Dear Friends,
When I remember childhood summer days, I remember sun and water. Wet grass squeaking between my toes as we ran through sprinklers in the yard. Wrinkled fingers and waterlogged ears from countless hours at the city pool. Barefoot running through neighbor’s yards and pastureland as we played every game imaginable, listening to the chatter of songbirds, gazing at golden sunlight streaming through leaves, setting up makeshift tents in the backyards and spending nights telling ghost stories so no one could sleep. I remember reading books that I wanted to read, climbing high in the maple tree and hiding from the world. I remember eating apples and cherries and vegetables fresh from the garden.
Mostly, I remember loving it all. I loved the blaze of sun on skin; the cold shock of plunging into cold water and rising, weightless, to break the surface. I remember the beauty and solitude of being at the lake. In summer, I learned to love things that I chose for myself, not that were chosen for me. The long, leisure-days of summer helped to form my soul.
Summer is a sacred season, for in summertime children develop habits of leisure that last a lifetime. In the book Happiness and Contemplation, Joseph Pieper writes, “Repose, leisure, peace, belong among the elements of happiness. If we have not escaped from harried rush, from mad pursuit, from unrest, from the necessity of care, we are not happy.” This is true for adults and children. During summer, we give children the space and time to pursue the holy leisure that shapes the course of their lives. Do we allow ourselves the same space and time to pursue holy leisure?
I have reflected before in this space about the uniqueness of summer. You may remember that I encouraged you to enjoy these days which pass all too quickly. Last year, I recommended that the standard to use to judge the worthiness of your summer activities was a line I learned from an old priest when I was young, “If you can praise God at the end of it, then it was good.”

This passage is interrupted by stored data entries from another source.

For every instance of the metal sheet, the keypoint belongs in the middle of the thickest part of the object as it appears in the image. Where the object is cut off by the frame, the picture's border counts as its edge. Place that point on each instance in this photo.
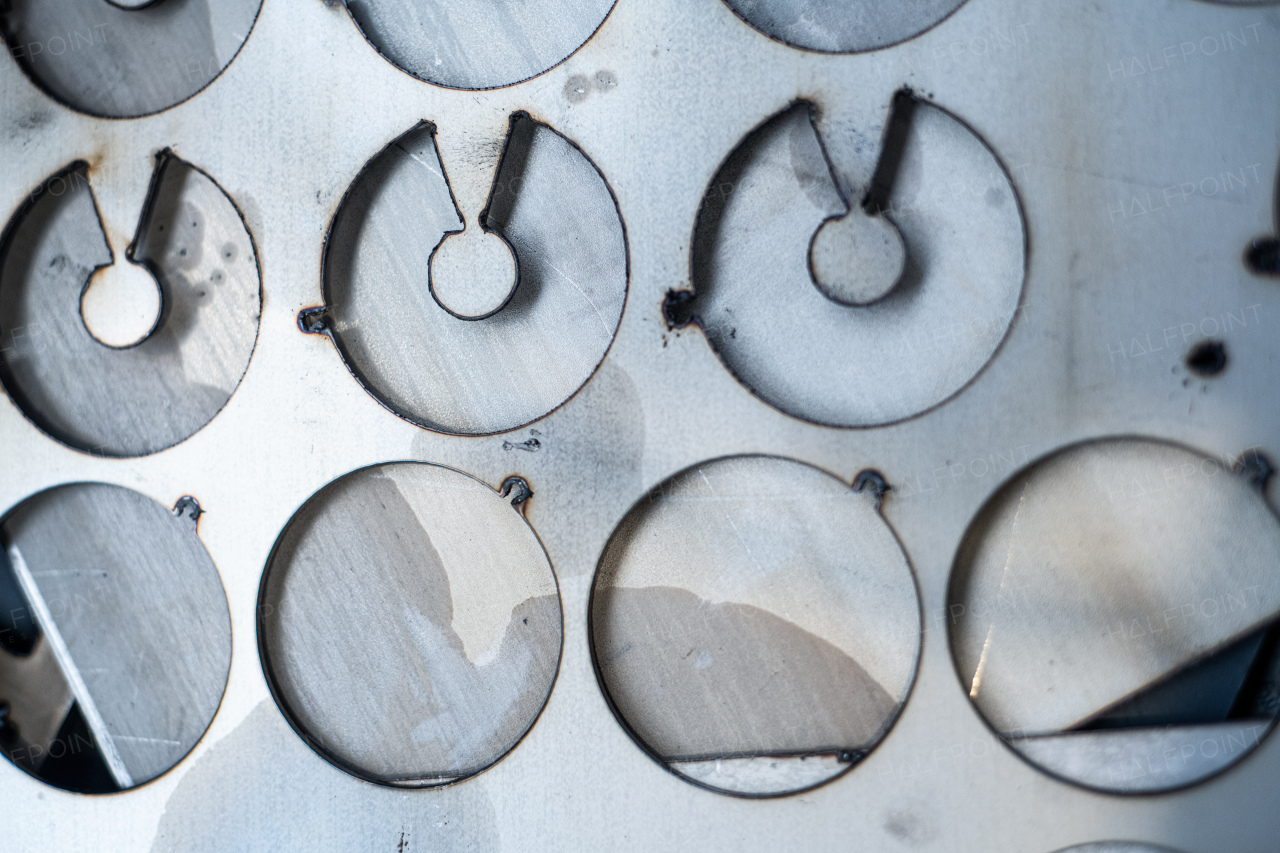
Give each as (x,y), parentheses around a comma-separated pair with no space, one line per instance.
(755,609)
(410,624)
(133,611)
(126,59)
(1141,138)
(158,392)
(476,44)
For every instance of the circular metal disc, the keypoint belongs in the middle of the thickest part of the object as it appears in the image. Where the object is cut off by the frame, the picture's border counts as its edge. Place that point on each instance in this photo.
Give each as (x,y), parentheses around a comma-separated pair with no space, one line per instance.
(1112,611)
(755,625)
(150,396)
(842,26)
(114,62)
(410,624)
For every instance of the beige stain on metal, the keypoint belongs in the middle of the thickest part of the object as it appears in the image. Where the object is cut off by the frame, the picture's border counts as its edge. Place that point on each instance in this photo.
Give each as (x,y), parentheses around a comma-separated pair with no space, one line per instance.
(410,624)
(1092,126)
(755,624)
(132,611)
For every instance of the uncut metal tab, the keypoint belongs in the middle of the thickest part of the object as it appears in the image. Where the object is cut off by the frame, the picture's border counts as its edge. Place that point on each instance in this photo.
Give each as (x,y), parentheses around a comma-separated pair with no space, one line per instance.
(151,395)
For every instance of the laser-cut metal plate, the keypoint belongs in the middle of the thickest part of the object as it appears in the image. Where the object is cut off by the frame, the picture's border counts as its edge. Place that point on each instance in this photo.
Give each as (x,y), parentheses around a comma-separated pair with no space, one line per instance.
(1141,140)
(155,393)
(517,363)
(126,59)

Let me add the ancient wisdom of the transcendentals to your criteria this year for judging a successful summer. Did you seek beauty? Did you seek goodness? Did you seek truth? For if you sought these things in the midst of leisure and play, then you found God whether you were aware of it or not. And maybe, just maybe at some point this summer you will laugh and smile with the same abandon as you did when you were just a child. And God will laugh and smile with you.